Rules are for everyone, including you
As hard as it is sometimes, as parents we must remember to be the step family adult. When your step kids or bio kids arrive from the homes of their other parent, they sometimes seem resentful of you and your house rules. You feel like you are in a constant training mode with regard to behavior, and it is hard not to rant about the lack of discipline practiced by your ex- spouse or by your step kids’ other parent. You have to bite your tongue. Caring grownups understand that maneuvering between homes with different rules is hard on kids, and that they are not responsible for rules, or lack of them, at either home. Snapping or grousing, or angrily scolding, does little to convey your unconditional love or your sympathetic understanding. This behavior is also against the rules.
Active listening shows respectWhen you are busy and one of the kids asks a question or begins talking about something that is important to them at that moment, try to stop what you are doing for a minute to turn and listen. Active listening means that you look at the speaker; nod or smile to show you understand what they are telling you; interrupt to ask a question only for clarification, and never to hurry things along; then respond in such a way that they know you heard what they said and understood their meaning.
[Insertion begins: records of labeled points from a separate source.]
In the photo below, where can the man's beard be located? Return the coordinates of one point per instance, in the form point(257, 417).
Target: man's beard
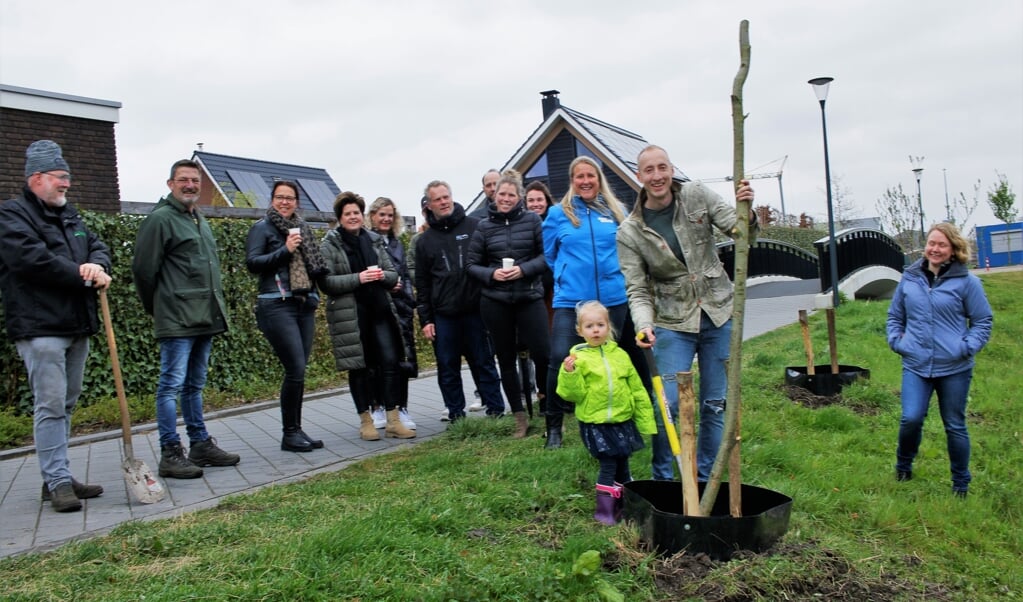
point(58, 202)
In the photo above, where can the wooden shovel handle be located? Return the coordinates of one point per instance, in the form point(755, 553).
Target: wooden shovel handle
point(831, 339)
point(804, 325)
point(112, 344)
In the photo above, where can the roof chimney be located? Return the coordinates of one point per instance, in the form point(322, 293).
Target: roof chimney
point(550, 102)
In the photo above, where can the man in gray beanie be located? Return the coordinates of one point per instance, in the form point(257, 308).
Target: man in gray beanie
point(50, 267)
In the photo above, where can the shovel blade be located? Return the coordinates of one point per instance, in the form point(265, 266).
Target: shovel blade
point(142, 481)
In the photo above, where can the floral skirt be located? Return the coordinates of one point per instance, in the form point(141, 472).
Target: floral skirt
point(611, 439)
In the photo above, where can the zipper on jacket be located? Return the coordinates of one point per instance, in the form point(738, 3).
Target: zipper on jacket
point(592, 248)
point(611, 385)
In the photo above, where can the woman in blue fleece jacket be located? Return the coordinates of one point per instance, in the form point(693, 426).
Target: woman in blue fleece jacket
point(580, 249)
point(938, 320)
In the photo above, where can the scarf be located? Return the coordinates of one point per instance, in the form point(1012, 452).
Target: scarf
point(308, 264)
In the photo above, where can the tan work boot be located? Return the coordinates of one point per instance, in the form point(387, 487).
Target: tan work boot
point(394, 427)
point(366, 430)
point(521, 425)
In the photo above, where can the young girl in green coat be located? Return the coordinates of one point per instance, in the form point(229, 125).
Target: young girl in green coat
point(612, 404)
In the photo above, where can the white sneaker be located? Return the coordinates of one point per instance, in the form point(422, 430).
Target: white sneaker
point(380, 418)
point(405, 419)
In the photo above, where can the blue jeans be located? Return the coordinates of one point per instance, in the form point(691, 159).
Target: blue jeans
point(182, 374)
point(465, 335)
point(288, 327)
point(674, 351)
point(55, 367)
point(952, 391)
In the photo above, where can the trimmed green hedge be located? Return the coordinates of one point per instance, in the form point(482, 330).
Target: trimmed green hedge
point(241, 359)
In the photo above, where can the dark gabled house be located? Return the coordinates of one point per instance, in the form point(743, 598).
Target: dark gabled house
point(236, 181)
point(567, 133)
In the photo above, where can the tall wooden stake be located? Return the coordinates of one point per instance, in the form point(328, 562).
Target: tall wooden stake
point(730, 439)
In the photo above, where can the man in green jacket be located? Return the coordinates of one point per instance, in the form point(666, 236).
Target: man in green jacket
point(177, 274)
point(679, 294)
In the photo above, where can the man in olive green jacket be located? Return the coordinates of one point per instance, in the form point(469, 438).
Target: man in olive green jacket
point(177, 275)
point(679, 293)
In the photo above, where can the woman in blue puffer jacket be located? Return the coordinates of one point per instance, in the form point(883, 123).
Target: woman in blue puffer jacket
point(938, 320)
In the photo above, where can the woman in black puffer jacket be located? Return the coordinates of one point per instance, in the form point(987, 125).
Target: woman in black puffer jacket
point(506, 255)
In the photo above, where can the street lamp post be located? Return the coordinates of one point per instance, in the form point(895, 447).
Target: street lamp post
point(917, 163)
point(820, 86)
If you absolutely cannot interrupt your activity, say when you will be able to pay attention, and then meet that time frame. Both bio kids and step kids in your blended family will respect your word when you keep it, and you will show you mean it when you say you care about what they have to say.
If you want your step children and bio children to talk to you, you have to do your part, by listening. Building a successful blended family is hard work, and takes consistent following of the rules by everyone. Active listening shows respect.